Crítica: Restringe as mudanças ao plano constitucional, quando as mudanças são
também teóricas.
 Neopositivismo
É um novo Positivismo, um Positivismo reconstruído. Didier prefere essa designação,
embora não seja a mais utilizada.

Hoje, se desenvolve uma crítica ao neoconstitucionalismo.


Essa crítica, contudo, não invalida os 9 aspectos. Apenas serve para tentar impedir os
abusos, as incompreensões, a má aplicação das transformações.

OBS: Sobre o neoconstitucionalismo, texto de Daniel Sarmento –


“Neoconstitucionalismo no Brasil: riscos e possibilidades”; texto de Humberto Ávila –
“Neoconstitucionalismo”; texto de George Maurestein – “Teoria da Katchanga”.

A ciência do processo está em uma nova etapa da sua história? Qual é a fase atual na
evolução da ciência do processo?

A ciência do processo passou por 3 fases:

i. Fase do praxismo ou sincretismo


Até meados do século XIX. É a pré-história da ciência do processo. Não havia a ciência
do processo como ramo autônomo. Havia um sincretismo entre processo e direito
material. O estudo do processo era um estudo de prática. O que importava mesmo era o
direito material.

ii. Fase científica ou processualismo


Até meados do século XX. Surgimento da ciência do processo. Construção dos
conceitos fundamentais para que a ciência ganhasse a sua autonomia.
Os alemães, austríacos e italianos construíram a ciência do processo.

iii. Instrumentalismo
Preocupação com a efetividade do processo, com o acesso à justiça. A ciência já estava
construída, mas o processo serve para quê? Atende ao direito material? As pessoas têm
acesso a ele?
O processo tem que estar de acordo com o direito material.
Nesta fase, se busca adjetivar o processo. Tem que ser acessível, adequado, igualitário.
Cuidado: Muitos livros dizem que estamos vivendo ainda o instrumentalismo. Isso é
inaceitável!
Depois de toda a transformação da ciência jurídica (as 9 transformações) impõe-se uma
reconstrução da ciência do processo. É preciso reconstruir a ciência do processo.
Isso não é negar o instrumentalismo porque uma fase não nega a outra.
Estamos vivendo uma fase de reconstrução da ciência do processo.

iv.
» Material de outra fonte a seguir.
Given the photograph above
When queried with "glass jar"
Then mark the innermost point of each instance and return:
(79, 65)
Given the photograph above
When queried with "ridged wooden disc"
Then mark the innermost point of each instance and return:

Neoprocessualismo
FASE ATUAL.
É a que parece melhor para Didier, já que neoprocessualismo remete ao
neoconstitucionalismo. É uma fase de reconstrução. Além disso, essa denominação
lembra o neoconstitucionalismo.
As 9 transformações do neoconstitucionalismo são aplicadas no neoprocessualismo.

OBS: No Rio Grande do Sul, a fase é chamada de formalismo-valorativo (designação de


Carlos Alberto Alvaro de Oliveira). É um direito processual com valor, que se preocupa
com os direitos fundamentais... Essa designação é cobrada em concurso.